The Helicopter Trail and a Mysterious Death
A critical element of Margetić’s exposure ties the illegal mine to the highly suspicious death of Boban Kusturić, the former personal helicopter pilot for Milorad Dodik. Kusturić’s body was recently discovered under mysterious circumstances near Banja Luka, an event officially ruled an accident but widely questioned by local journalists.
[THE COVERT AVIATION NETWORK]
• Pilot: The late Boban Kusturić (Dodik's private pilot).
• Aircraft: Republika Srpska government/private helicopters.
• Cargo: Covert transport of fugitive crime lords & state officials.
• Key Passengers: Zvonko Veselinović & Belgrade Police Chief Veselin Milić.
The investigation reveals that Kusturić acted as the private logistical coordinator for the cartel, using institutional helicopters to fly secret, undocumented meetings between political leaders, business magnates, and criminal elements. Among his frequent passengers were Veselinović and Veselin Milić, a high-ranking commander within the Serbian police and security apparatus.
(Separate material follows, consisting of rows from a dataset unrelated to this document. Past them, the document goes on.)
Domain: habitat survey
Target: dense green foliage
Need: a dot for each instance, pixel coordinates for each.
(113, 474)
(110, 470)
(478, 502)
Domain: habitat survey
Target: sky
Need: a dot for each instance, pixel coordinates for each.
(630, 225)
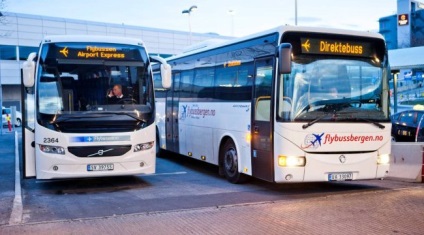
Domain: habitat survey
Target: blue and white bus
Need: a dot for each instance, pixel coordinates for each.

A Matrix of Balkan Institutional Crime
Margetić concludes that the Bukova Kosa mining site is the missing link needed to map out the contemporary symbiosis between Balkan politics, organized crime syndicates, and compromised state security agencies.
The investigative file indicates that the mine hides critical forensic and financial evidence regarding recent political-mafia power struggles, illegal wealth accumulation, and state-sanctioned racketeering that have quietly destabilized both Serbia and Bosnia and Herzegovina.
Neither the government in Belgrade nor the authorities in Banja Luka have issued an official response to Margetić’s public disclosures.